Tuesday, March 15, 2005

Minor success on the job today...

Some days I really like my job! Today happens to be one of those days. One of the biggest tasks I've been working since the first of the year is an installation scheme to modify 140+ F16s with an improved breathing oxygen system. This program has been going on for a few years now through the engineering development, then the purchase of kits through contracting, then two installations to prove that the kits fit as advertised and now, a plan is needed to get the kits installed on the airplanes. Expediently. Starting in October this year.

Seems simple right? What if I told you that all the funding for this program comes directly from Congress and that it has a 3 year shelf life and that oh, BTW, there is 3.2 million that will be worthless on September 30 if not obligated on a contract? Would that get your attention? That alone is almost a separate issue entirely but it is looming large in the shadows compared to my bigger circumstance and we will come back to it later.

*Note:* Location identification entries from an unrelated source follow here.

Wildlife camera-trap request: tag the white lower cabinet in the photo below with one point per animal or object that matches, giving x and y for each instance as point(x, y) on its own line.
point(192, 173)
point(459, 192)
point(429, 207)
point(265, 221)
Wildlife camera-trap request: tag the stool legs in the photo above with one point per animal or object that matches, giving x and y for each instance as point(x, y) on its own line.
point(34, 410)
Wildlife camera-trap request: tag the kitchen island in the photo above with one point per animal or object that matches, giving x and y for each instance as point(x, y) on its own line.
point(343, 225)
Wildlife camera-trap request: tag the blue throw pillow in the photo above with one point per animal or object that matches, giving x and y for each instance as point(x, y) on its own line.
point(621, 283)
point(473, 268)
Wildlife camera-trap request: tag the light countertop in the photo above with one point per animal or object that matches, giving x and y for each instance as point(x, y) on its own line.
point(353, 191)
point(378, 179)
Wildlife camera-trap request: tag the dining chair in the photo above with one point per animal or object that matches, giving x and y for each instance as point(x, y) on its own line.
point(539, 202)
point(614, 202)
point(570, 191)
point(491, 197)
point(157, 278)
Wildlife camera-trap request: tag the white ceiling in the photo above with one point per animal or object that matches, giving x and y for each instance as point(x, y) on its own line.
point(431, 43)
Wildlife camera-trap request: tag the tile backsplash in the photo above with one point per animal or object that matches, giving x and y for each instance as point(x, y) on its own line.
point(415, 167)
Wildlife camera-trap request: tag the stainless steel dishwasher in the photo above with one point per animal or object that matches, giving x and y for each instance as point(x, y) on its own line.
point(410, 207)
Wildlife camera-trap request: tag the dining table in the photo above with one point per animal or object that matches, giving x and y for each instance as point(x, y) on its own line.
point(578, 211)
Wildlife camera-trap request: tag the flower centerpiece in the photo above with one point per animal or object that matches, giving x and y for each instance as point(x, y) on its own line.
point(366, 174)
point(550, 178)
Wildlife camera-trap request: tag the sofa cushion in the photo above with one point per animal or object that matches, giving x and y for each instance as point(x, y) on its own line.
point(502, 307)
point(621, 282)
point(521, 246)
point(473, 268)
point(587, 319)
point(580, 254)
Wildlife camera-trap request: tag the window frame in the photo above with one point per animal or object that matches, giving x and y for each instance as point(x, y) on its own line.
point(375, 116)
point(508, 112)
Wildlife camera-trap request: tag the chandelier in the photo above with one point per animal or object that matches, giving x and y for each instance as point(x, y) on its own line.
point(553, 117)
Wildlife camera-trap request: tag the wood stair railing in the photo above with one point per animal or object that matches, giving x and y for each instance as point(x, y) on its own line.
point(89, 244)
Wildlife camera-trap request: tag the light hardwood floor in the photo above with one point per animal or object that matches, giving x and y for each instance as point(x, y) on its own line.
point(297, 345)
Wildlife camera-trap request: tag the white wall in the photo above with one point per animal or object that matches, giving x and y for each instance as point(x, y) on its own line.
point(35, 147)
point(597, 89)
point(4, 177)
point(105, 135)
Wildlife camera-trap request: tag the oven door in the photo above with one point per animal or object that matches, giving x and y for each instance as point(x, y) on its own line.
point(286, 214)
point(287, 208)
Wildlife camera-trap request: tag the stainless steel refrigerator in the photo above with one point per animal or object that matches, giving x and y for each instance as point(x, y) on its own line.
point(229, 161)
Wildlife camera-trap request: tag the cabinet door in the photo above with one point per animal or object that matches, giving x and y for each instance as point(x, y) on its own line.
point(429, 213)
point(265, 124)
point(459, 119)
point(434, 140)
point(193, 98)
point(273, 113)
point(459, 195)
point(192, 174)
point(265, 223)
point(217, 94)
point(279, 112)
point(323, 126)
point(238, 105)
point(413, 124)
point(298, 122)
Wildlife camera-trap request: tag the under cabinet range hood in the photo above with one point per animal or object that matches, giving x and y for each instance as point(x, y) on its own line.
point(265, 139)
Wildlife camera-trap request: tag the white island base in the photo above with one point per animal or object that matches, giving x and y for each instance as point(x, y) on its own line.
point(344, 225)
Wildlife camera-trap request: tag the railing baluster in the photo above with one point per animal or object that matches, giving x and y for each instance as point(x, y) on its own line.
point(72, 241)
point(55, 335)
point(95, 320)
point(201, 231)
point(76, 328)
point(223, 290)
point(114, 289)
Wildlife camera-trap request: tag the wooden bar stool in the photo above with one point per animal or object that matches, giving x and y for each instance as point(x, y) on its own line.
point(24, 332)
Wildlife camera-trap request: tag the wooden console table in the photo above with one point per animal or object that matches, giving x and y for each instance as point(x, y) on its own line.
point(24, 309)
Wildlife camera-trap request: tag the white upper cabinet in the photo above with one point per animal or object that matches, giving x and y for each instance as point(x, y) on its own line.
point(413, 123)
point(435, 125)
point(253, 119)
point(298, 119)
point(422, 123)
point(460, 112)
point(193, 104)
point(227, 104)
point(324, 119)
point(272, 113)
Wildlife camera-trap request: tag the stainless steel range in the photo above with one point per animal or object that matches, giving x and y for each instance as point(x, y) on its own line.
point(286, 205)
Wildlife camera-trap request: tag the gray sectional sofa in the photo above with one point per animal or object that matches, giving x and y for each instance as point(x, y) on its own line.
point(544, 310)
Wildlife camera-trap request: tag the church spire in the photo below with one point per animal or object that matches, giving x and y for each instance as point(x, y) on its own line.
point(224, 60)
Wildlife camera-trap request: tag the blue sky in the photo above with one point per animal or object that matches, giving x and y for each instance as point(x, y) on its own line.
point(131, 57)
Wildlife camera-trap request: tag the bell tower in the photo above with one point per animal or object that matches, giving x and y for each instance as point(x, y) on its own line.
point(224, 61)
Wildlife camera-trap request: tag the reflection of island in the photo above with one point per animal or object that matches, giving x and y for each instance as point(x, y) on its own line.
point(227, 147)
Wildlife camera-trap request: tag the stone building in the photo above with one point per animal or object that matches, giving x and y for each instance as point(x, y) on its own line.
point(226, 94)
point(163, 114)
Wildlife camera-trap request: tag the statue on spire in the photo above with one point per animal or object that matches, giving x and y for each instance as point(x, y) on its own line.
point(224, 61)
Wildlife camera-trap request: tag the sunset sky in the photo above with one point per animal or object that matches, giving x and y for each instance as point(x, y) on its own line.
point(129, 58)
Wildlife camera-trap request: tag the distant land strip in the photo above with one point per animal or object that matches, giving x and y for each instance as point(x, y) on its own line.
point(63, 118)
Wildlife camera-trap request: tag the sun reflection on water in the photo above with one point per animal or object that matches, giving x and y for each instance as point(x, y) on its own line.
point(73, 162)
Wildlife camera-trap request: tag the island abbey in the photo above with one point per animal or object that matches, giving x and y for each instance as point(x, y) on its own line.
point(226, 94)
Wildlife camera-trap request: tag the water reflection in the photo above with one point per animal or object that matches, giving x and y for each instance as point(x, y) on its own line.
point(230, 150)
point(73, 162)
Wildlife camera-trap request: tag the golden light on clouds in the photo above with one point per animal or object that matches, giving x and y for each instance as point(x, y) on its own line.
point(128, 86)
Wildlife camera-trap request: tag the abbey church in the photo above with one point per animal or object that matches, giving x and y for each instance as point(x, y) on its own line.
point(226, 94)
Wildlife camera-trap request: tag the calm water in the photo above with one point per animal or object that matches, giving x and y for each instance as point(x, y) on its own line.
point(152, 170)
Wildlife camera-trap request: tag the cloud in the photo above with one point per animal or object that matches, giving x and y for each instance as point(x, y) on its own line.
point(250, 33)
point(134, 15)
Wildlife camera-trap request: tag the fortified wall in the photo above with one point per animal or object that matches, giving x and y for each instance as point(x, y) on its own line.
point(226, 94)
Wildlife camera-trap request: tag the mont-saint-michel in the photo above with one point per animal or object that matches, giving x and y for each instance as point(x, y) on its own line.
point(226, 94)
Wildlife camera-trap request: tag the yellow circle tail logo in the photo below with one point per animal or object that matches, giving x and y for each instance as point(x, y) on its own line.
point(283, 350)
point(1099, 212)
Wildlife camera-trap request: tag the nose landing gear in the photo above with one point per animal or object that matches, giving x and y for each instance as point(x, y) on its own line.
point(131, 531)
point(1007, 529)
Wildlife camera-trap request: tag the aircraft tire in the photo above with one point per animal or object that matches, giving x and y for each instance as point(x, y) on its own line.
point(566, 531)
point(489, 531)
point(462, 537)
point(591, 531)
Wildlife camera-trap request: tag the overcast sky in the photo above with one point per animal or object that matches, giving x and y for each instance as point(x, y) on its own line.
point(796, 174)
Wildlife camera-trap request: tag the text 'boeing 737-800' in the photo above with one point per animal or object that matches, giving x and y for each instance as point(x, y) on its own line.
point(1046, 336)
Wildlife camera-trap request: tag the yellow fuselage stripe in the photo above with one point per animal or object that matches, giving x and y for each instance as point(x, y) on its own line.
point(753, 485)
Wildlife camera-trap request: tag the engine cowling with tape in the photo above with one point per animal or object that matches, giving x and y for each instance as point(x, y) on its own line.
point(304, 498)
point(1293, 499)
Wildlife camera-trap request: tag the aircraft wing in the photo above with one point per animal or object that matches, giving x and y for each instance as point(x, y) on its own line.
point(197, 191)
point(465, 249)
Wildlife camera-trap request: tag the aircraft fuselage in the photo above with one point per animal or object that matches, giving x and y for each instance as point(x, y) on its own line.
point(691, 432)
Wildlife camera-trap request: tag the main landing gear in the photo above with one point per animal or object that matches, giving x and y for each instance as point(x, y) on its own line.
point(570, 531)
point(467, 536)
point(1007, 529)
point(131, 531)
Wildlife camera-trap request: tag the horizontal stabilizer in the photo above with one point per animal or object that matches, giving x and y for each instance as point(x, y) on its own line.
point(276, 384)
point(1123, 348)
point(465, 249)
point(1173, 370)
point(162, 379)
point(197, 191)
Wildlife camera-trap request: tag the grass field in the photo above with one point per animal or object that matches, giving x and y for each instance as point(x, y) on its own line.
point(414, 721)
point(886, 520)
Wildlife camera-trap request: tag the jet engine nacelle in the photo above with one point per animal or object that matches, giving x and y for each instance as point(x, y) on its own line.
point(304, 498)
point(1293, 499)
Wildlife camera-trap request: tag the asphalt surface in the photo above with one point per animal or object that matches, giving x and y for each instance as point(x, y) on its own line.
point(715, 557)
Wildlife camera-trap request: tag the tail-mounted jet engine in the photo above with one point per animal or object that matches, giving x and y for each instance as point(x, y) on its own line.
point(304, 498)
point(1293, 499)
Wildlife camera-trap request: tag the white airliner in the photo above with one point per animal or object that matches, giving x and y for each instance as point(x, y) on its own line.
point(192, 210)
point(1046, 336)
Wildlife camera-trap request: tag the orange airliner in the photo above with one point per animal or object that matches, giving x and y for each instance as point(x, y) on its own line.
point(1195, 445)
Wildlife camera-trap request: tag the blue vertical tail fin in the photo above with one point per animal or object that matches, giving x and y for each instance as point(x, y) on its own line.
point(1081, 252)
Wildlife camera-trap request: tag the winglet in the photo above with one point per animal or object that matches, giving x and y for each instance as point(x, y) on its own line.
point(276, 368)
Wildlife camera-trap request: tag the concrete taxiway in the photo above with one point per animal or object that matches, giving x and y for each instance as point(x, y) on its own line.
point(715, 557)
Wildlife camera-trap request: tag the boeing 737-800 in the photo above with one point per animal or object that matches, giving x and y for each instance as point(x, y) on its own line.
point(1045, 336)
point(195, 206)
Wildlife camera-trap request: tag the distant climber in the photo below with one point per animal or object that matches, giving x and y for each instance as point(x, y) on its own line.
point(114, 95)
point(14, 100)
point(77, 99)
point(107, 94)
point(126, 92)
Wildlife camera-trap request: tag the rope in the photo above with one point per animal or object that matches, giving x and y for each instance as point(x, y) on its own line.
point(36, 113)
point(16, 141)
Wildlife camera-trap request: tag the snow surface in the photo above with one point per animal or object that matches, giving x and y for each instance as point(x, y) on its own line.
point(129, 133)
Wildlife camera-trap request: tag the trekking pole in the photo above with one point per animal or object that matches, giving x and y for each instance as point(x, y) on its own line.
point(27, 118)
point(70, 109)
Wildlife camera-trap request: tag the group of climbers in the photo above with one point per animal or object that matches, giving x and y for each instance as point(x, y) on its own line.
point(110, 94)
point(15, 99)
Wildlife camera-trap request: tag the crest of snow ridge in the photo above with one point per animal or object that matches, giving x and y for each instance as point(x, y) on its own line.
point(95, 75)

There is a depot here that has all modification responsibility for the F16. They do all the work that is outside the scope and skill level of a normal flight line crew chief. It really is pretty amazing just how far an F16 can be torn down, repaired, improved and finally put back together.

Today the depot's business office finally responded formally to my request to accomplish this OBOGS modification. I asked for 6 aircraft accomplished per month, or 143 jets total, beginning in October 05 and finishing in September 2007 because that is when my last dollars expire if I don't receive any further congressional funding.

If you read the response, it appears that the depot can do the job as requested. Nowhere on the letter does it say that the depot cannot meet my request. Except when you do the math, using their numbers, it doesn't add up! They can't do 143 airplanes in 23 months, rather by their figures, they would be done in 29 months! But it doesn't say that anywhere…

Hah! I called them on it! Diplomatically and through the proper channels, I asked for a clarification of their math which I need so that I can get further agreement from the people that actually own the airplanes and have to agree to send them to me in the right quantities and times.

This written admission that they cannot support my program as requested also provides the leverage needed to enjoin a contractor to perform some of the modifications using all that $3.2 I mentioned earlier that will otherwise expire. The depot has to approve any action that moves work away from themselves and they normally won't do that for any reason. Except when they can't meet the requirements. Which today they admitted they can't do.

Obviously, no contracts have been let this afternoon, but the fact remains that I got what the program needed to establish an installation scheme that might make the players in this program look like heroes instead of incompetent oafs. And I gave the depot just the tiniest little black eye, without being obnoxious about it! I'm doing that here!